Whatever was said in that locker room, it worked. Phoenix came out with a different energy, one that felt urgent. They pressed full-court, forced turnovers, and turned chaos into momentum. Brooklyn, the same team that shot 60% in the first half, suddenly couldn’t buy a basket. The Suns clawed their way back, possession by possession, and Devin Booker finally arrived.
You could feel it. The Macao crowd knew it too. They were there to see him, and when he caught fire, the building came alive. The Suns flipped the game with a 30–13 third quarter and took control, holding Brooklyn to 12% shooting in the third.
The fourth quarter/overtime was what you expect from a preseason game: young players fighting for a roster spot, developmental minutes scattered across the floor. But the damage was done in the third, and that stretch said something. It said this team can adjust. It said they’re learning what it takes to respond.
When disruption turns into self-destruction
One realization hit me as I watched this game: the Suns’ depth is going to be tested this season. That much feels inevitable.
When you play with aggression, the kind Phoenix showed right from the opening tip, you invite whistles. Active hands can create chaos, but they can also create problems. Every swipe and reach carries a cost. For every deflection or steal, there’s the risk of a foul, and when those start piling up, the whole rhythm shifts.
The Suns committed 39 fouls in this game. Brooklyn had 29. That’s a canyon, not a margin. And it’s not sustainable. You can’t keep sending teams to the line and expect to win. You can’t expect your best defenders to stay effective when they’re glued to the bench.
There’s a fine line between disruption and self-destruction. The Suns walked that line all morning (or, well, night for them). Sometimes it worked. Sometimes it didn’t. But it’s clear: if they want to play with this kind of edge, their discipline will have to evolve alongside it.
Today’s game was a reminder of what to expect this season, in every sense.

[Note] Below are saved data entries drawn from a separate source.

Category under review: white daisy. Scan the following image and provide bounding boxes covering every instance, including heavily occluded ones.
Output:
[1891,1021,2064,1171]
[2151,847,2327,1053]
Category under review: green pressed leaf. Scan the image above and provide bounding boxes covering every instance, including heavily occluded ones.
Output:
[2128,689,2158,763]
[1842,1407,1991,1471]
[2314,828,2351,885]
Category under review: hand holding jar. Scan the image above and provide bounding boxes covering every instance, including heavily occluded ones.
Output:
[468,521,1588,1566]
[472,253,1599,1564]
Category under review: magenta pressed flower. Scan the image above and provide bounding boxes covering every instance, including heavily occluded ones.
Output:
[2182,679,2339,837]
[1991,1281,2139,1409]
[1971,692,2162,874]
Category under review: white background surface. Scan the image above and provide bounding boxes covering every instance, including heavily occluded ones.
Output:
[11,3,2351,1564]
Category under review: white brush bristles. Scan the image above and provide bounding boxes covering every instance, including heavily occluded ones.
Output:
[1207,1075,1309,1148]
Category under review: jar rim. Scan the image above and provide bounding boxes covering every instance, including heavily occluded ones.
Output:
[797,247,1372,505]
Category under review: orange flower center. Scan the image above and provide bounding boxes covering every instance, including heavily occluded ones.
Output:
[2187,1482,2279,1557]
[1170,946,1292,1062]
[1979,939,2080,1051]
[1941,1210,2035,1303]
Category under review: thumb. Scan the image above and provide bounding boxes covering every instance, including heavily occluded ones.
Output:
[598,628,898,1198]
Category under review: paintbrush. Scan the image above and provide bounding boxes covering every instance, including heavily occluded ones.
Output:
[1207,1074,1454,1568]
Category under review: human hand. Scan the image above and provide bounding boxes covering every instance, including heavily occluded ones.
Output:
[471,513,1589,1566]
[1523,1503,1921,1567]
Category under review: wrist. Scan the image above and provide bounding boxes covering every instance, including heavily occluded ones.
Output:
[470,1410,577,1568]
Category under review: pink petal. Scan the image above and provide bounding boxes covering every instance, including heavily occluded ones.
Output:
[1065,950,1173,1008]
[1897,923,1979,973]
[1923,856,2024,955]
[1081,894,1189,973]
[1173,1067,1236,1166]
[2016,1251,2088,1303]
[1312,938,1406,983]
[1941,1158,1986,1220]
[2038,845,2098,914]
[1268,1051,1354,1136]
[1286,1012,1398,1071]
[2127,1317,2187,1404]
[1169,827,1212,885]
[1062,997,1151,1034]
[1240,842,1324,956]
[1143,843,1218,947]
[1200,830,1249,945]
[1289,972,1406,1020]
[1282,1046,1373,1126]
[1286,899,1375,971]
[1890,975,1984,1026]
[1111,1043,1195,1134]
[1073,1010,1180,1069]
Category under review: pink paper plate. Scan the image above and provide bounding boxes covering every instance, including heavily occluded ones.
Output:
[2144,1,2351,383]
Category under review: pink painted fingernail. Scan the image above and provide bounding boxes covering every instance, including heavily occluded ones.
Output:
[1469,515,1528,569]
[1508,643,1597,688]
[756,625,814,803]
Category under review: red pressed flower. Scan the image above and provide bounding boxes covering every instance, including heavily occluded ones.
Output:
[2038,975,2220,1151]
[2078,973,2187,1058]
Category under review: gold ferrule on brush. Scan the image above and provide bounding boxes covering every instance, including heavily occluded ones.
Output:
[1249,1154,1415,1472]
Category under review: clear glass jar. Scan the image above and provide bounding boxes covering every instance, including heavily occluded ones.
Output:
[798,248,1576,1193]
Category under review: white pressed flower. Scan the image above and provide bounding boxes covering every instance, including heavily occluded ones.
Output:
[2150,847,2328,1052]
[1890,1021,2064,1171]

The Suns are going to get blitzed at times. With so much youth in the rotation, defensive rotations will lag, and in the NBA, that single beat of hesitation is all it takes for an opponent to capitalize. This team will also play with aggression, maybe too much of it, walking that double-edged line between disruption and foul trouble all year long.
No, it wasn’t all roses and rainbows in China this morning. I’ll admit, somewhere midway through the first quarter, I questioned whether waking up this early was worth it. But I know myself too well. I can’t not watch the Suns. I can’t not be part of the experience, even from a couch thousands of miles away, in the dark hours before dawn.
So I’ll be right back at it on Sunday morning, up at 4 a.m., coffee in hand, ready to see what this team becomes. Because that’s what this season will be: a reminder of where they are, how far they have to go, and why we keep watching anyway.